True, the outlook for the euro zone economy is not great, but there are plenty of good reasons why the euro zone's peripheral equity markets look appealing right now, one expert tells CNBC.
"It is too early to talk about growth, but what is interesting is that all the leading indicators we are looking at are currently touching a bottom and the risk of downside is low," said Patrick Legland, global head of research at Societe Generale, adding that he favored equity markets in the peripheral euro zone.
While foreign investors have piled into government bonds in peripheral euro zone countries such as Spain, Italy and Portugal this year as concerns about the debt crisis in the region ease, stock markets in those countries have broadly underperformed major equity markets.
For instance, Spain's benchmark stock index is up 1.87 percent so far this year, while the pan-European FTSEurofirst 300 index has gained more than 7 percent.
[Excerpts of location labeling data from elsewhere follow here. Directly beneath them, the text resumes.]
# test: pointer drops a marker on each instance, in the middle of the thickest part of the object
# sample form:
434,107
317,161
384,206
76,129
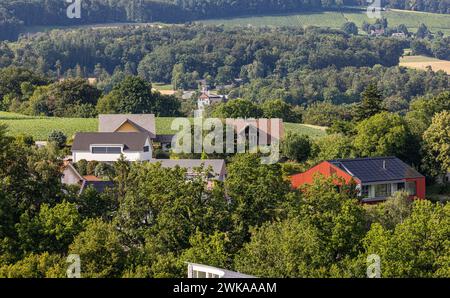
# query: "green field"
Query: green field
423,62
162,86
435,22
41,127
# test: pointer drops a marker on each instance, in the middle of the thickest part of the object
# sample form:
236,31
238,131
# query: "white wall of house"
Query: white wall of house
130,156
69,177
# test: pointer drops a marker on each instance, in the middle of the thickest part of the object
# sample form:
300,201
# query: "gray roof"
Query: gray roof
99,186
132,141
166,139
226,273
217,165
372,169
143,122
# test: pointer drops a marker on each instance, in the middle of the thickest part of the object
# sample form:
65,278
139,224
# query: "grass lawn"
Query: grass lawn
41,127
334,19
422,62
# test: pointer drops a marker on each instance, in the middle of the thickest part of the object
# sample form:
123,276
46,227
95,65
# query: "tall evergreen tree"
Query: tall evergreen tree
371,103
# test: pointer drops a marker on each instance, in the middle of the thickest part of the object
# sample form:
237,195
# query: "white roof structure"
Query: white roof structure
209,270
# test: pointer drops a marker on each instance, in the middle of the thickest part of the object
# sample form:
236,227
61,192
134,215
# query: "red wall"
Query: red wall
325,168
420,187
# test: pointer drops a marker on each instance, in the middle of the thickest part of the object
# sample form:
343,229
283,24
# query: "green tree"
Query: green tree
297,147
417,247
209,249
100,250
423,109
385,134
350,28
52,229
257,193
371,103
423,32
291,248
43,265
58,138
238,108
436,145
280,109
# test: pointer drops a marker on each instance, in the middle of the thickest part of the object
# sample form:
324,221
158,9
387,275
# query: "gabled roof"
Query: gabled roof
377,169
222,273
99,186
217,165
132,141
69,166
166,139
142,122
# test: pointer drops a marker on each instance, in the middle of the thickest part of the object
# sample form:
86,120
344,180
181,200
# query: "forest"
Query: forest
14,15
298,66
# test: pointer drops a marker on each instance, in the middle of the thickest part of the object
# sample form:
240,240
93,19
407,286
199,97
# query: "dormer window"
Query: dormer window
106,150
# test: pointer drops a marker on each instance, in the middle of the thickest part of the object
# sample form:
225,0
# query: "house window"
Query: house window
382,190
411,188
365,191
202,274
106,150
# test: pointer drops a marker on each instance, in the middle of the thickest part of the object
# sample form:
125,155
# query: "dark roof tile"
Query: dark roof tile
377,169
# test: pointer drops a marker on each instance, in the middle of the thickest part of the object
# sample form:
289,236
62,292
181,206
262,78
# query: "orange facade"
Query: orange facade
326,169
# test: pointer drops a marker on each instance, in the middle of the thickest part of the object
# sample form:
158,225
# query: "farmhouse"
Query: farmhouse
109,146
204,271
131,136
376,178
70,176
217,166
257,129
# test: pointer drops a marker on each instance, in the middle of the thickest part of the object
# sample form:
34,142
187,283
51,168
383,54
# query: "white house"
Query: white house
207,99
108,146
203,271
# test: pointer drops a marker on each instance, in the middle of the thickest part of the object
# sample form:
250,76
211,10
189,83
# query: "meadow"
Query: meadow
335,19
40,127
423,62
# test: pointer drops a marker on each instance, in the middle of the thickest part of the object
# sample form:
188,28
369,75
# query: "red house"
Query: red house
376,178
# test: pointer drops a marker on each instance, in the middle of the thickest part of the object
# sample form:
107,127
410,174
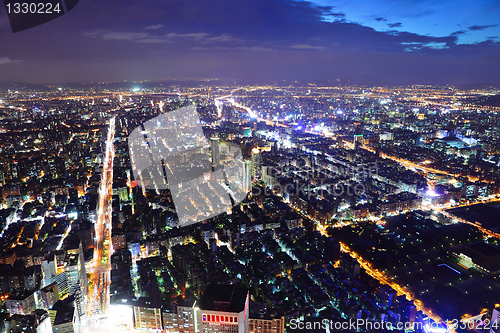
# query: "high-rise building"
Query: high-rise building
495,321
49,269
247,132
276,325
147,314
215,147
224,309
247,175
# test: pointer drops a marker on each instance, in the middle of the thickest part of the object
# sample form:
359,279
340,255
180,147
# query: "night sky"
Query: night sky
395,41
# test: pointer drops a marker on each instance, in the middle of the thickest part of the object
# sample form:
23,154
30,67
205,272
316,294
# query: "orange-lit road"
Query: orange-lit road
99,269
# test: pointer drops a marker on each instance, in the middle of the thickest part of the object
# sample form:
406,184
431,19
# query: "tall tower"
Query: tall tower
214,145
247,175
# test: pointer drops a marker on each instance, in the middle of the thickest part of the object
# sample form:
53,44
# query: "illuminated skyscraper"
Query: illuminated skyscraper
214,145
224,309
247,175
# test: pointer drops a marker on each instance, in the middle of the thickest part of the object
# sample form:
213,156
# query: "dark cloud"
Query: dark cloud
395,25
482,27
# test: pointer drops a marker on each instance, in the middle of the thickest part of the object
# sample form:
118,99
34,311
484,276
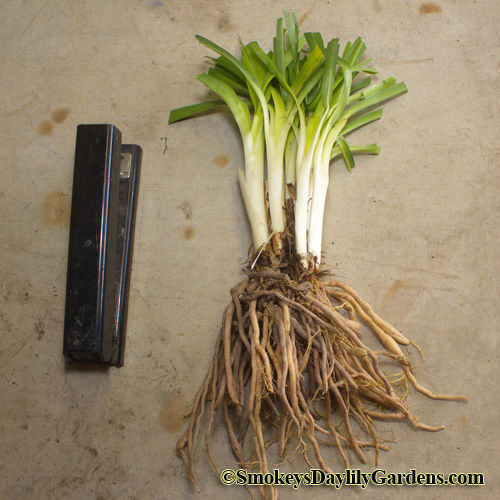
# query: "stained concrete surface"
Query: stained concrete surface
415,230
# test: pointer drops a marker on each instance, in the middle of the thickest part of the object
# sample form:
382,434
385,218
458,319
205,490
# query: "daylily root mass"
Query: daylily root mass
290,372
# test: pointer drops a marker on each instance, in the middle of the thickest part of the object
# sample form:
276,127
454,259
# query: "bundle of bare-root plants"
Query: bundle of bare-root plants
290,371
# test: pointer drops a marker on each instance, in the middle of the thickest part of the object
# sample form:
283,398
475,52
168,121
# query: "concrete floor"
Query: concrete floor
414,230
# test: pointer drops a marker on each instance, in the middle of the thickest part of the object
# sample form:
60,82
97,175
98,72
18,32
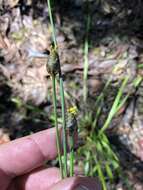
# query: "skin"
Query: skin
22,165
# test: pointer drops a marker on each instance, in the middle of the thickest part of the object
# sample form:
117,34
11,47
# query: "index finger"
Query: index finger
23,155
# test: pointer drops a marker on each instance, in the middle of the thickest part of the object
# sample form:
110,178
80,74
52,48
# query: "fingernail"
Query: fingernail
81,187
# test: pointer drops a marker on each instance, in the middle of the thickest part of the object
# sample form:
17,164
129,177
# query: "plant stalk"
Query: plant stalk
64,126
56,124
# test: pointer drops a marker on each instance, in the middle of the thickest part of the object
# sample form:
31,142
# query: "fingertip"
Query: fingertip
77,183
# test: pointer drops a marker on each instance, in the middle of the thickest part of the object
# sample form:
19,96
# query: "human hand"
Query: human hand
22,166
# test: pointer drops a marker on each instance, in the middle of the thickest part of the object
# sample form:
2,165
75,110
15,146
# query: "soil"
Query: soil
115,40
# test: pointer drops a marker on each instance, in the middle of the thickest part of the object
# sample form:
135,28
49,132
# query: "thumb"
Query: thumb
77,183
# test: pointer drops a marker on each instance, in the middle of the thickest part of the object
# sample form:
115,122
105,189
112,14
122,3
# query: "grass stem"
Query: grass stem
56,124
64,126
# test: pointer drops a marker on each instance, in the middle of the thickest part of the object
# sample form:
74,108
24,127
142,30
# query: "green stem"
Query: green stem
52,23
64,126
56,124
71,156
86,63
While Italy's stock market has rallied almost 6 percent and Portugal is up about 5 percent, they have lagged gains on major global markets. The S&P 500 is up 14 percent and the Nikkei is higher 33 percent even after heavy selling in May.
"We have seen peripherals make huge improvements in their budget deficits, secondly they are massively declining their unit labor costs and we are starting to see European companies re-positioning there," Legland told CNBC Asia's "Squawk Box," outlining reasons why he thinks assets in the euro zone periphery look attractive.